DİSLEKSİ NEDİR?
4 Mart 2017, CumartesiTweet |
TUNCAY TÜRKMEN
"Ayları, Günleri öğrenebilecek mi?"
"Yaşam üzerine her şeyi konuşabiliyor ama 2 ile 2’yi neden toplayamıyor?"
"Yazarken veya okurken neden harfleri atlıyor?"
"Dede"yi neden "bebe" diye okuyor?"
"Bazı rakamları (“6-9″,”3-8″,7-4″) hep birbirine karıştırıyor. Dikkatini mi vermiyor?"
"Çok iyi bir çocuk, çok çalışıyor ama neden yapamıyor?"
"Sağını solunu ayırt etmekte zorlanıyor. Defalarca söylüyorum ama hep aynı noktada."
Ebeveynlerde bu soruları sorduran çocuk kim olabilir? Onlar akademik olarak başarısız, ama zeki çocuklardır. Bu çocuklar "çini"yi "için" diye okurlar. 41’i 14 yazarlar, p’yi d, d’yi b yazarlar ve bir kelimeyi oluşturan harflerin sırasını hatırlayamazlar. Ödevlerini tahtadan alamazlar, çok eşya kaybederler veya unuturlar, kitaplarının yerini unuturlar, içinde bulundukları yılı, günü ve mevsimi ayırt edemezler.
Kahvaltıya öğle yemeği diyebilirler; zaman kavramı oluşturamamıştır. Dün, bugün ve yarını karıştırabilirler. Gördüklerini hatırlayamazlar ya da zihinlerinde canlandıramazlar. Bu çocuklar sınıfta öğrenemezler. Bu çocuklar, bir cümle ya da fikrin ortasından başlayabilirler ya da bir cümlenin ortasında durabilirler.
Bazı durumlarda toplama, çarpma yapabilirler; ama çıkartma ya da bölme yapamazlar. Kimi zamanda matematiği yalnızca zihinden yapabilirler, ama yazamazlar. Kelimeleri yüksek sesle okurken harfleri ve heceleri yutabilirler ya da ekleyebilirler.
6 yaşına gelen tüm normal çocuklar artık bir eğitim alabilecek zihinsel gelişim düzeyine gelirler. Okula giderler ve ilk öğrendikleri şey okumaktır. Öğrenme bozukluğu adı verilen sorunu yaşayan çocuklarda ise bu hazırlık henüz tamamlanmamıştır. Öğrenmeye yardım eden zihinsel organizasyon bazı bakımlardan yeterli değildir.
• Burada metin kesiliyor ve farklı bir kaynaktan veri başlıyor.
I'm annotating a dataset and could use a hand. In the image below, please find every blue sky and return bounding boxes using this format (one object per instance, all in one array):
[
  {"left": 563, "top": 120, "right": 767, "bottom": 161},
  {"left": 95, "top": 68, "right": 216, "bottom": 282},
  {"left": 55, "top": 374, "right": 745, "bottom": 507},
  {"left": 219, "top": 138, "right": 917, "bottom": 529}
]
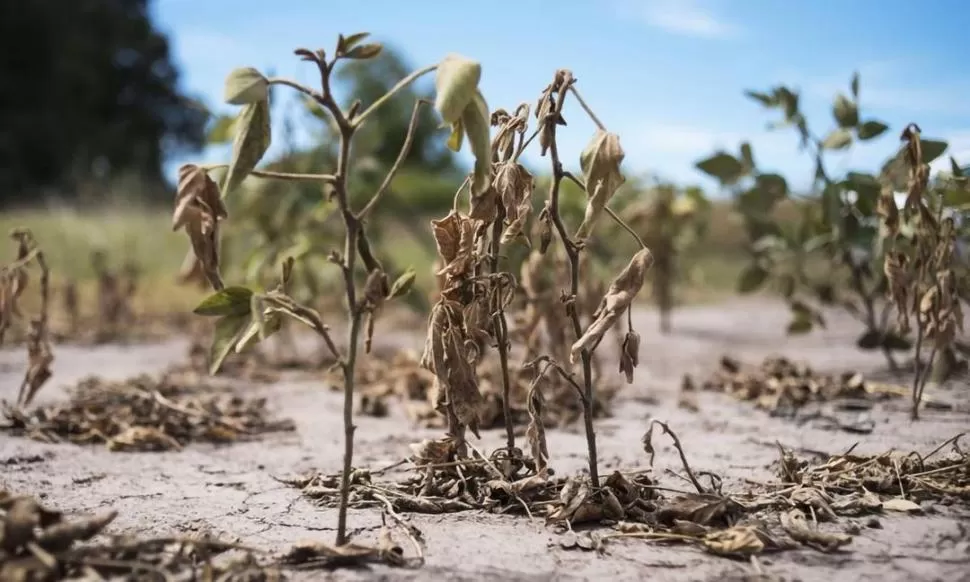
[{"left": 154, "top": 0, "right": 970, "bottom": 194}]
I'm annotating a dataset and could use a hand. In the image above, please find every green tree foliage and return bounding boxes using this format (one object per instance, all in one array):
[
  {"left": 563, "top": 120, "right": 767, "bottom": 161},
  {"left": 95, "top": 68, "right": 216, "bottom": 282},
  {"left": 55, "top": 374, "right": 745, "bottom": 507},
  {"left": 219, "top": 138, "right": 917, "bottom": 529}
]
[{"left": 0, "top": 0, "right": 208, "bottom": 205}]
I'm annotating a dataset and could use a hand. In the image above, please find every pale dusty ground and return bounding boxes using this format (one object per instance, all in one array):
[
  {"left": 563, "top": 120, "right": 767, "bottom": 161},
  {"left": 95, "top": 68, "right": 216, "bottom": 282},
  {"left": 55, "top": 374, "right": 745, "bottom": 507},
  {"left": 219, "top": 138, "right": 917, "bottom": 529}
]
[{"left": 0, "top": 300, "right": 970, "bottom": 582}]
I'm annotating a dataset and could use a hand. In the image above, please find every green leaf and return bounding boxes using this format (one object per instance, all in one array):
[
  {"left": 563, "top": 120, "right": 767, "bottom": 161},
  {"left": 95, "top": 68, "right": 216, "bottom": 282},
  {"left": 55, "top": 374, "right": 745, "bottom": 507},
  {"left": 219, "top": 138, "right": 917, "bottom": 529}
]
[
  {"left": 222, "top": 100, "right": 272, "bottom": 196},
  {"left": 434, "top": 54, "right": 488, "bottom": 125},
  {"left": 695, "top": 152, "right": 744, "bottom": 184},
  {"left": 344, "top": 42, "right": 384, "bottom": 61},
  {"left": 775, "top": 87, "right": 801, "bottom": 123},
  {"left": 741, "top": 142, "right": 756, "bottom": 172},
  {"left": 950, "top": 156, "right": 963, "bottom": 178},
  {"left": 446, "top": 119, "right": 465, "bottom": 152},
  {"left": 822, "top": 127, "right": 852, "bottom": 150},
  {"left": 387, "top": 267, "right": 417, "bottom": 299},
  {"left": 235, "top": 311, "right": 283, "bottom": 354},
  {"left": 755, "top": 174, "right": 788, "bottom": 200},
  {"left": 880, "top": 139, "right": 948, "bottom": 192},
  {"left": 205, "top": 115, "right": 236, "bottom": 144},
  {"left": 192, "top": 285, "right": 253, "bottom": 316},
  {"left": 337, "top": 32, "right": 370, "bottom": 56},
  {"left": 209, "top": 309, "right": 251, "bottom": 376},
  {"left": 223, "top": 67, "right": 269, "bottom": 105},
  {"left": 832, "top": 93, "right": 859, "bottom": 129},
  {"left": 737, "top": 263, "right": 768, "bottom": 294},
  {"left": 744, "top": 90, "right": 778, "bottom": 107},
  {"left": 856, "top": 119, "right": 889, "bottom": 141}
]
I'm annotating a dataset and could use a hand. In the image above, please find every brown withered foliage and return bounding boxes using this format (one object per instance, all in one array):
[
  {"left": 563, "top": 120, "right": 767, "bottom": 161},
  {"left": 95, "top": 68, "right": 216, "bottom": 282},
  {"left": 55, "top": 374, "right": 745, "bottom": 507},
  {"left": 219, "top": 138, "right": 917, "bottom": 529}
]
[
  {"left": 172, "top": 164, "right": 229, "bottom": 290},
  {"left": 683, "top": 356, "right": 904, "bottom": 433},
  {"left": 0, "top": 228, "right": 54, "bottom": 408},
  {"left": 879, "top": 123, "right": 966, "bottom": 420},
  {"left": 0, "top": 374, "right": 294, "bottom": 451},
  {"left": 776, "top": 433, "right": 970, "bottom": 521},
  {"left": 0, "top": 490, "right": 283, "bottom": 582}
]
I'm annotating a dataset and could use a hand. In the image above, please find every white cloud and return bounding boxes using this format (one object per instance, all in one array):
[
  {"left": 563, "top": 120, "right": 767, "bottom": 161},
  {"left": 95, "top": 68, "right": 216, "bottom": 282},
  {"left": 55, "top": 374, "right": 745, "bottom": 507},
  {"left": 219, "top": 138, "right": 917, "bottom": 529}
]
[{"left": 618, "top": 0, "right": 741, "bottom": 39}]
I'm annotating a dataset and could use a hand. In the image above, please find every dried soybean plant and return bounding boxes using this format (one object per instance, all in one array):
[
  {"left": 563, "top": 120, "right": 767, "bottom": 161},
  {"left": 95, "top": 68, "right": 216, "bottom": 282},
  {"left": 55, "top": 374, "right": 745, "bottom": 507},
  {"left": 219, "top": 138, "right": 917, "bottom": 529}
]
[
  {"left": 0, "top": 228, "right": 54, "bottom": 408},
  {"left": 622, "top": 183, "right": 710, "bottom": 334},
  {"left": 167, "top": 33, "right": 489, "bottom": 546},
  {"left": 879, "top": 123, "right": 965, "bottom": 420},
  {"left": 519, "top": 69, "right": 653, "bottom": 488}
]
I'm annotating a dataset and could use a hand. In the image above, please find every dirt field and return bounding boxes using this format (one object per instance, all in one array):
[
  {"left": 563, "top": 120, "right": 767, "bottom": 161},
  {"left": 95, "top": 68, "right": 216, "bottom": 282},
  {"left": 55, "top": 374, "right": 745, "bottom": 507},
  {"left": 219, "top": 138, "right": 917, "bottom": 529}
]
[{"left": 0, "top": 299, "right": 970, "bottom": 582}]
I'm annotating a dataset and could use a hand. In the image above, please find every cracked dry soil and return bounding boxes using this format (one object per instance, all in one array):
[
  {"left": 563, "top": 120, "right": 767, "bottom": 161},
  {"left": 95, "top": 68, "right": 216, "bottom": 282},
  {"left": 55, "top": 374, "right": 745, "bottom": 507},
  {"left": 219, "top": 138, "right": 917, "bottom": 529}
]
[{"left": 0, "top": 299, "right": 970, "bottom": 582}]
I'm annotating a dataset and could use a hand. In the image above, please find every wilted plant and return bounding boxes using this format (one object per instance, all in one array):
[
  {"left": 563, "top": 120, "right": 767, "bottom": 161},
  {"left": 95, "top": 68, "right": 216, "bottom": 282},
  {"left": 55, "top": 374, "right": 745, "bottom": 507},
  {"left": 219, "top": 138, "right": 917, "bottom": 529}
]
[
  {"left": 879, "top": 124, "right": 967, "bottom": 420},
  {"left": 623, "top": 183, "right": 710, "bottom": 333},
  {"left": 173, "top": 33, "right": 489, "bottom": 545},
  {"left": 0, "top": 228, "right": 54, "bottom": 408},
  {"left": 697, "top": 74, "right": 947, "bottom": 369},
  {"left": 471, "top": 69, "right": 653, "bottom": 487}
]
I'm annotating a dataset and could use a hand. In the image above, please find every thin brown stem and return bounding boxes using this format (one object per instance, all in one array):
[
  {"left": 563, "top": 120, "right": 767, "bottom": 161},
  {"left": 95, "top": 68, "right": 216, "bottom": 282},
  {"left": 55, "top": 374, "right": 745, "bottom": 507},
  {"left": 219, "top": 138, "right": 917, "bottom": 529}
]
[
  {"left": 354, "top": 99, "right": 429, "bottom": 220},
  {"left": 542, "top": 77, "right": 599, "bottom": 487},
  {"left": 268, "top": 77, "right": 323, "bottom": 103},
  {"left": 319, "top": 63, "right": 362, "bottom": 546},
  {"left": 569, "top": 85, "right": 606, "bottom": 131},
  {"left": 490, "top": 204, "right": 515, "bottom": 452},
  {"left": 202, "top": 164, "right": 337, "bottom": 184},
  {"left": 352, "top": 65, "right": 438, "bottom": 127}
]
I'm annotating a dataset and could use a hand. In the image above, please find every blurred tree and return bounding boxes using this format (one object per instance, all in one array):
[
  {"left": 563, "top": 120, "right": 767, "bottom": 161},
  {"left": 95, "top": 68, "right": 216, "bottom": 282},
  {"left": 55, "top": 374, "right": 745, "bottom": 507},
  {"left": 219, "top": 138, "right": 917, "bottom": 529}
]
[{"left": 0, "top": 0, "right": 208, "bottom": 206}]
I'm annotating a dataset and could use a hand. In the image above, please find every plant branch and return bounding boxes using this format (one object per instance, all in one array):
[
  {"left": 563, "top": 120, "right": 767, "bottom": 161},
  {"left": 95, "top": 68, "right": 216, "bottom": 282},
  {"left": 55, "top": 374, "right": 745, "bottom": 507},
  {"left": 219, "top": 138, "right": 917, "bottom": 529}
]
[
  {"left": 267, "top": 77, "right": 323, "bottom": 103},
  {"left": 569, "top": 85, "right": 606, "bottom": 131},
  {"left": 355, "top": 99, "right": 429, "bottom": 220},
  {"left": 202, "top": 164, "right": 337, "bottom": 184},
  {"left": 352, "top": 65, "right": 438, "bottom": 127},
  {"left": 540, "top": 72, "right": 599, "bottom": 487},
  {"left": 563, "top": 172, "right": 647, "bottom": 249}
]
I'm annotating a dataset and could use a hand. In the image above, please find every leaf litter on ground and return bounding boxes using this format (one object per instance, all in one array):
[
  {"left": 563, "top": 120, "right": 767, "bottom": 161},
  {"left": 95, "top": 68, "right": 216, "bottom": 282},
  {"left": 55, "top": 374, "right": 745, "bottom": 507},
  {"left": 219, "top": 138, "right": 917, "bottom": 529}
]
[
  {"left": 0, "top": 490, "right": 424, "bottom": 582},
  {"left": 0, "top": 373, "right": 295, "bottom": 451},
  {"left": 681, "top": 356, "right": 946, "bottom": 434},
  {"left": 279, "top": 421, "right": 970, "bottom": 559}
]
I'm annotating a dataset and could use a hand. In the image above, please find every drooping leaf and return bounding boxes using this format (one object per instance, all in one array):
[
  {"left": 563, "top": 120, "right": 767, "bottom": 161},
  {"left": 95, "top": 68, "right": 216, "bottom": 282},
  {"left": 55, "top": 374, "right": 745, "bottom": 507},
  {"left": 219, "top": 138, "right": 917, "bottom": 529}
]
[
  {"left": 832, "top": 93, "right": 859, "bottom": 129},
  {"left": 738, "top": 263, "right": 768, "bottom": 294},
  {"left": 695, "top": 152, "right": 744, "bottom": 185},
  {"left": 857, "top": 119, "right": 889, "bottom": 141},
  {"left": 387, "top": 267, "right": 417, "bottom": 299},
  {"left": 744, "top": 90, "right": 778, "bottom": 107},
  {"left": 209, "top": 314, "right": 251, "bottom": 376},
  {"left": 223, "top": 67, "right": 269, "bottom": 105},
  {"left": 192, "top": 285, "right": 253, "bottom": 316},
  {"left": 755, "top": 174, "right": 788, "bottom": 200},
  {"left": 434, "top": 54, "right": 480, "bottom": 125},
  {"left": 337, "top": 32, "right": 370, "bottom": 56},
  {"left": 880, "top": 138, "right": 948, "bottom": 192},
  {"left": 461, "top": 90, "right": 492, "bottom": 196},
  {"left": 576, "top": 130, "right": 626, "bottom": 239},
  {"left": 822, "top": 127, "right": 852, "bottom": 150},
  {"left": 222, "top": 100, "right": 271, "bottom": 196},
  {"left": 205, "top": 115, "right": 236, "bottom": 144}
]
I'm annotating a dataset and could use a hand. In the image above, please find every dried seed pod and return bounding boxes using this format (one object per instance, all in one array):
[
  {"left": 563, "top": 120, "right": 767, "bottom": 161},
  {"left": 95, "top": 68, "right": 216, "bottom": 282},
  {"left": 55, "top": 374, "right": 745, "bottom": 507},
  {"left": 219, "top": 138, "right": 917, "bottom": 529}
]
[
  {"left": 620, "top": 330, "right": 640, "bottom": 384},
  {"left": 576, "top": 130, "right": 626, "bottom": 239},
  {"left": 569, "top": 248, "right": 653, "bottom": 362}
]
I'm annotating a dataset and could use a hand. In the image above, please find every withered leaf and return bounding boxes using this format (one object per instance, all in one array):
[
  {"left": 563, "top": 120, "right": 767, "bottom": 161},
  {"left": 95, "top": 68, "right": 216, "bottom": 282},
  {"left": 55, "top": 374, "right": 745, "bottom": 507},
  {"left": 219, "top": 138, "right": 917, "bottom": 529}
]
[
  {"left": 779, "top": 509, "right": 852, "bottom": 552},
  {"left": 576, "top": 129, "right": 626, "bottom": 239},
  {"left": 569, "top": 248, "right": 653, "bottom": 362}
]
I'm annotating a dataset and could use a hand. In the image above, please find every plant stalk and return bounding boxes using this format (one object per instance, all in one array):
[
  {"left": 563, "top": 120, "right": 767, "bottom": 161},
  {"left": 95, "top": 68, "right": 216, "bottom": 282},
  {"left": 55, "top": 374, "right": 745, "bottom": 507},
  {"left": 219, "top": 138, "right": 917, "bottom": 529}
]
[{"left": 543, "top": 86, "right": 599, "bottom": 487}]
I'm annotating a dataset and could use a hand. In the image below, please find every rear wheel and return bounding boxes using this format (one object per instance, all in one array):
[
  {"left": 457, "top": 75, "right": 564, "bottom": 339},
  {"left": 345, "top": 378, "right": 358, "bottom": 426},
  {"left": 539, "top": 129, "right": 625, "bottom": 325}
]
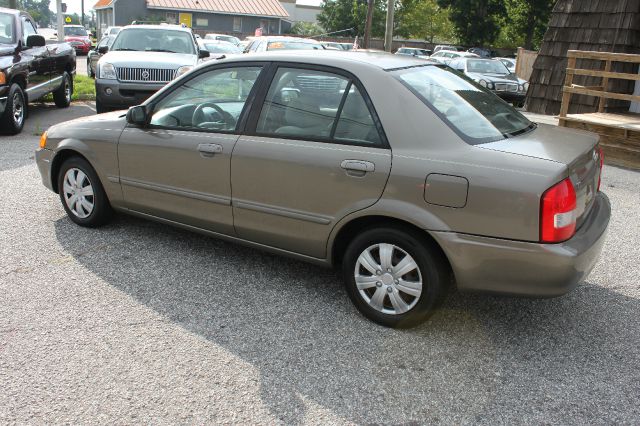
[
  {"left": 53, "top": 71, "right": 73, "bottom": 108},
  {"left": 58, "top": 157, "right": 113, "bottom": 228},
  {"left": 343, "top": 228, "right": 450, "bottom": 328},
  {"left": 0, "top": 83, "right": 27, "bottom": 135}
]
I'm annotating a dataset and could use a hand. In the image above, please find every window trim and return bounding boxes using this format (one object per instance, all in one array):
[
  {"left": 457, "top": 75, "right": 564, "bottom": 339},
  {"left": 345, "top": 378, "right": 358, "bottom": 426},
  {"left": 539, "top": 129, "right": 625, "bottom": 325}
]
[
  {"left": 244, "top": 62, "right": 391, "bottom": 149},
  {"left": 144, "top": 61, "right": 269, "bottom": 135}
]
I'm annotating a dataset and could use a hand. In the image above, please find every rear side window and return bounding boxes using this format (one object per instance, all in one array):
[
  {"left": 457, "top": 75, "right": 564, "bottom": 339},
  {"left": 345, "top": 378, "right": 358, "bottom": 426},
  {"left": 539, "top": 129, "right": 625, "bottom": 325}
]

Okuyamazlar, yazamazlar, matematikte zorluklar yaşayabilirler; ancak zekâ düzeylerinde bir sorun yoktur. Durumu ile ilgili bilgi sahibi olmayan ailelerde "anlaşılamama" sorunu yaşarlar. Okuyamadıkları ya da matematiksel işlemleri yapamadıkları için zekâ düzeylerinden kuşku duyulur. Aileler paniğe kapılır, öğretmen öğretememenin sıkıntısını duyar ve giderek büyüyen bir sorunlar yumağıyla çoğunlukla herkes çocuğa yüklenir. Tabii bu yüklenme biraz boşadır. Çünkü çocuğun bu özel durumuna ilişkin pek bilgi sahibi olunmamıştır. Bu tablonun sergilendiği bir çocuk için bir doktor "Nörolojik Olgunlaşmamışlık" ya da "Minimal Beyin Disfonksiyonu"; bir eğitimci "Öğrenme Bozukluğu" adlandırmalarını kullanır.
Yapılabilecekler?
Çocuk özel olarak bireysel bir Disleksi alanında uzman eğitmenler tarafından Disleksi Eğitimi almalıdır. Disleksi eğitiminde temel amaç, çocuğun yaşıtları ile olan farkın kapanmasıdır. Disleksi eğitimi bir program dahilinde yapılır ve bu program kesinlikle bireysel olarak uygulanmalıdır. Dislektik bireylerin eğitimi farklı olup sınıf içi kullanılan klasik öğrenme metotlarıyla öğrenme gerçekleştirilemez. Her çocuğa uygulanan yöntem bile farklılaşabilir.